Giancarlo Leone, head of the Italian TV producers’ association APA, who on Thursday presented the “2nd Report on National Audiovisual Production,” a sweeping survey of the Italian industry, added that the event is “a laboratory of excellence” at “an essential moment” for the film and television business.
The five-day event features more than 120 new film and television projects currently in development or production. Sixteen feature film projects will take part in the film Co-Production Market and Pitching Forum, while 13 drama series will pitch to prospective buyers in the Drama Pitching Forum and compete for MIA’s new ViacomCBS International Studios Award.
Other highlights include the What’s Next Italy showcase, presenting seven works-in-progress from the host nation, as well as C EU Soon, a program featuring seven titles from emerging European talent.
Among the key speakers this week will be Michael Ellenberg, founder and CEO of Media Res, the studio and production company behind AppleTV’s “The Morning Show” and HBO’s upcoming “Scenes from a Marriage,” as well as Stephen Cornwell, co-CEO of London and L.A.-based The Ink Factory, producer of “The Night Manager,” among other top titles.

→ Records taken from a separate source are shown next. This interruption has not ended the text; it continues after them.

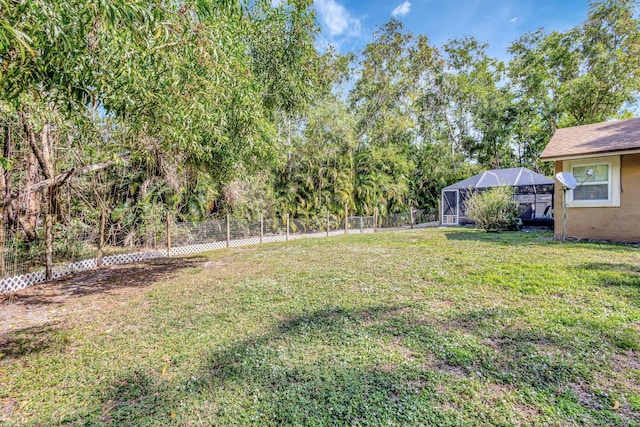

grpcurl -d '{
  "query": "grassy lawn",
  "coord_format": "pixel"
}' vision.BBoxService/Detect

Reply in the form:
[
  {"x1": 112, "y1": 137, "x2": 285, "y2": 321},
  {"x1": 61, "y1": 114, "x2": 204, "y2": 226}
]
[{"x1": 0, "y1": 229, "x2": 640, "y2": 426}]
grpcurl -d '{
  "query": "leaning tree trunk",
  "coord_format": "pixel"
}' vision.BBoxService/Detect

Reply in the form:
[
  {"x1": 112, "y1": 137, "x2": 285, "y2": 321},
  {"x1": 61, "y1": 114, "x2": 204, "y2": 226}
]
[
  {"x1": 21, "y1": 114, "x2": 59, "y2": 280},
  {"x1": 96, "y1": 204, "x2": 107, "y2": 267}
]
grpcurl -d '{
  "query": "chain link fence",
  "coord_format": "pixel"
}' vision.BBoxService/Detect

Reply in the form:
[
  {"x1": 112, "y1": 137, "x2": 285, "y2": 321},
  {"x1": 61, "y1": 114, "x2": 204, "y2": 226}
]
[{"x1": 0, "y1": 210, "x2": 440, "y2": 294}]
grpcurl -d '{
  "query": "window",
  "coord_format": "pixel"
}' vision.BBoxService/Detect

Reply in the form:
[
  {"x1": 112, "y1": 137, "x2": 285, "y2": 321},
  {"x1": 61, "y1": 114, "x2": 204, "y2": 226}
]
[
  {"x1": 563, "y1": 156, "x2": 620, "y2": 207},
  {"x1": 571, "y1": 164, "x2": 610, "y2": 201}
]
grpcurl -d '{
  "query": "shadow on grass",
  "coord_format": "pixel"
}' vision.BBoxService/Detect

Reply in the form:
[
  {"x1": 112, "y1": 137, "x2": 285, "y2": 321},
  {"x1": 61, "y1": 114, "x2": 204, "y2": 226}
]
[
  {"x1": 0, "y1": 256, "x2": 207, "y2": 306},
  {"x1": 0, "y1": 324, "x2": 67, "y2": 360},
  {"x1": 82, "y1": 306, "x2": 623, "y2": 425}
]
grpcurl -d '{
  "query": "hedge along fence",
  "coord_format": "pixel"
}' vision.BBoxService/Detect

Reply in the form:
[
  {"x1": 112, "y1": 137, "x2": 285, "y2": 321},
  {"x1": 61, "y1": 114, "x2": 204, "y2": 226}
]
[{"x1": 0, "y1": 210, "x2": 440, "y2": 295}]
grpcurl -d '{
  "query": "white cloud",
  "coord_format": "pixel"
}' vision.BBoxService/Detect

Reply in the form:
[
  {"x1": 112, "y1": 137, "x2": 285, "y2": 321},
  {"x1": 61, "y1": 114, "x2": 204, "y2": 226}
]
[
  {"x1": 315, "y1": 0, "x2": 362, "y2": 36},
  {"x1": 391, "y1": 1, "x2": 411, "y2": 16}
]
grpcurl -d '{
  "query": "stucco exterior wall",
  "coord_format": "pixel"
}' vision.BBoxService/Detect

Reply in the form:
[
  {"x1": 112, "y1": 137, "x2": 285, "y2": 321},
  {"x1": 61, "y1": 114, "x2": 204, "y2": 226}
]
[{"x1": 554, "y1": 154, "x2": 640, "y2": 243}]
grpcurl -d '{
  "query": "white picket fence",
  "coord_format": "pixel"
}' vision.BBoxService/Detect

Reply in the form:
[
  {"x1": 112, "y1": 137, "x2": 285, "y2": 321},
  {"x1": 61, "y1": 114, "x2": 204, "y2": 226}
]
[{"x1": 0, "y1": 228, "x2": 374, "y2": 295}]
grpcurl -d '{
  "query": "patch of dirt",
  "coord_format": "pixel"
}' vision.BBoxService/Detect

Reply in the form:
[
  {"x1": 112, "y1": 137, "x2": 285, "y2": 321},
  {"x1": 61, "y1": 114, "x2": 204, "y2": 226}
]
[
  {"x1": 0, "y1": 398, "x2": 18, "y2": 422},
  {"x1": 0, "y1": 256, "x2": 206, "y2": 335}
]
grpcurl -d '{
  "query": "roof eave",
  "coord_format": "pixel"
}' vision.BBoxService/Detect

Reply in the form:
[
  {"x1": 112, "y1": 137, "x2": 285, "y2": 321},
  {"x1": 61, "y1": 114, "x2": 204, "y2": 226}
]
[{"x1": 540, "y1": 148, "x2": 640, "y2": 162}]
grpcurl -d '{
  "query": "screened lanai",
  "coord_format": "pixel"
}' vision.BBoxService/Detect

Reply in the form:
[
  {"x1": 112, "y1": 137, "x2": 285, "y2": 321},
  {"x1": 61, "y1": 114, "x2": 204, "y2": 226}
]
[{"x1": 441, "y1": 168, "x2": 553, "y2": 226}]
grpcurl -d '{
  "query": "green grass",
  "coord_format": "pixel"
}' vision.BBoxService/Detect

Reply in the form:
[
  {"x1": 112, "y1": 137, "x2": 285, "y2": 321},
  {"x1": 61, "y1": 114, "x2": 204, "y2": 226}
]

Other high-profile international speakers include Erik Barmack, CEO of Wild Sheep Content, and former VP, international originals at Netflix; Vince Gerardis, CEO of Startling, Inc., and winner of four Emmys as co-executive producer of “Game of Thrones”; Thomas Benski, CEO of Pulse Films; and Roeg Sutherland, head of media finance at Creative Artists Agency.
Last year’s MIA edition gathered 2,600 participants, 44% of whom were international guests. Panels, screenings, pitching forums and content showcases were attended by 4,295 people. Since launching in 2015, MIA has seen its participation skyrocket by 84%.